- Born: July 11, 1982
- Disappeared: June 19, 2024 (aged 41) Paradise Island, Nassau, The Bahamas
- Status: Missing for 2 years, 1 month and 24 days
- Website: findtaylorcasey.com

= Disappearance of Taylor Casey =

Unsolved 2024 disappearance in the Bahamas

Taylor Casey (born July 11, 1982) is an American missing person who disappeared on June 19, 2024.

From Chicago, Casey is a transgender woman of color and youth advocate, as well as a veteran of the United States Army. The fact she was transgender was originally hidden by her family, due to fears of discrimination. In summer 2024, she traveled to the Sivananda Ashram Yoga Retreat on Paradise Island (a resort island in the Bahamas). She had been a yoga instructor since 2009. Her visit to the island came following a January 16, 2024 travel warning regarding sex crimes in the country.
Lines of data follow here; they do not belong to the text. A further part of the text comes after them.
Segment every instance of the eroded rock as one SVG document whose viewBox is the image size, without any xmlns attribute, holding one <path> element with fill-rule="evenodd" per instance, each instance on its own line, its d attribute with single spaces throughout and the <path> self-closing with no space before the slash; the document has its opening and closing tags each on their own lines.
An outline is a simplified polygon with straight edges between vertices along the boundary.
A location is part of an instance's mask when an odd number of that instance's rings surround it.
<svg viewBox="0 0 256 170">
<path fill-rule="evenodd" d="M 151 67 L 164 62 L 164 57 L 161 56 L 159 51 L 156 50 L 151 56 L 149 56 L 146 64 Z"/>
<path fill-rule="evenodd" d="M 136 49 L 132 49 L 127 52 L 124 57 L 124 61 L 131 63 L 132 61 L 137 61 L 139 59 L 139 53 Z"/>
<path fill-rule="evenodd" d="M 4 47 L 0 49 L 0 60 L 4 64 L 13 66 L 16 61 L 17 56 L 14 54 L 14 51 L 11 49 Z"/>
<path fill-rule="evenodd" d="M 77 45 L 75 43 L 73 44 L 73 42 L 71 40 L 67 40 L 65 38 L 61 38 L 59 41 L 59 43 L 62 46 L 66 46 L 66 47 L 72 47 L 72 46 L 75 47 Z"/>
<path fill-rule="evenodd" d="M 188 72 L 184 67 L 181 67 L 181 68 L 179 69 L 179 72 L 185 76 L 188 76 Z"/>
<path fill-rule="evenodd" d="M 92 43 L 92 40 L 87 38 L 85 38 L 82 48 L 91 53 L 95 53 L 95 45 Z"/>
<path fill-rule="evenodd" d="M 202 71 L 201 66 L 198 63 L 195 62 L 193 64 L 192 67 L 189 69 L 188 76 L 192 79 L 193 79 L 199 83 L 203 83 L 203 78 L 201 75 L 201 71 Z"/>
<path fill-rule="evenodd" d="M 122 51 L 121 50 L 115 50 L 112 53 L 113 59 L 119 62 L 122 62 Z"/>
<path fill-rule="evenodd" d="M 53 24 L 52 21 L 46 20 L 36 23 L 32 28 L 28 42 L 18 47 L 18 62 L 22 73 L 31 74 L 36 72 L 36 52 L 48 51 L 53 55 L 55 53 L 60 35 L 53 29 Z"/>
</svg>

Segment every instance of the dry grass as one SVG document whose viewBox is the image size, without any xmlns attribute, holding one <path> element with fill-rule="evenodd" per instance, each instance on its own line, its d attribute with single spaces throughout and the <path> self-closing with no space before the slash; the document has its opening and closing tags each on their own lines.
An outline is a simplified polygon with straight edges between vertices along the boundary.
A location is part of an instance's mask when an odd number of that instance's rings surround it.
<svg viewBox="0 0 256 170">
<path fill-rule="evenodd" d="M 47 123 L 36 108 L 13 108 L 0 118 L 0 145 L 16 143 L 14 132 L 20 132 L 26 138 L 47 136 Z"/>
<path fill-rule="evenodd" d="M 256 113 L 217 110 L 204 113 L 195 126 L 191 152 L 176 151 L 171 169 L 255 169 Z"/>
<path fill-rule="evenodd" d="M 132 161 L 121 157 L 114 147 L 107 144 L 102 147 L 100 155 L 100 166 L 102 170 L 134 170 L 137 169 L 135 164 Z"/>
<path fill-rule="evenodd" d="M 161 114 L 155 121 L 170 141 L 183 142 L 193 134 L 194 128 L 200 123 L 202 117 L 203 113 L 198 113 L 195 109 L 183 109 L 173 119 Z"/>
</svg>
Casey was last seen the evening of June 18, 2024; the last time she and her mother, Collette Seymore, spoke, Seymore recalled sensing fear in Casey's voice. An unidentified man with a walkie-talkie, wearing a Boston Celtics baseball cap and black clothing was noticed near Casey that day. Casey was reported missing on June 19, after failing to attend yoga classes; she was confirmed missing by the Royal Bahamas Police Force on June 20.

In late July, authorities recovered Casey's iPhone and journal from the water after being led to their location by a search dog. Her family requested the Federal Bureau of Investigation search for her, citing possible discrimination from the Bahamas Police Force. Support for Casey came from Illinois senator Tammy Duckworth, the Embassy of the United States, Nassau and the Brave Space Alliance. Her family placed a $10,000 reward for information regarding her whereabouts.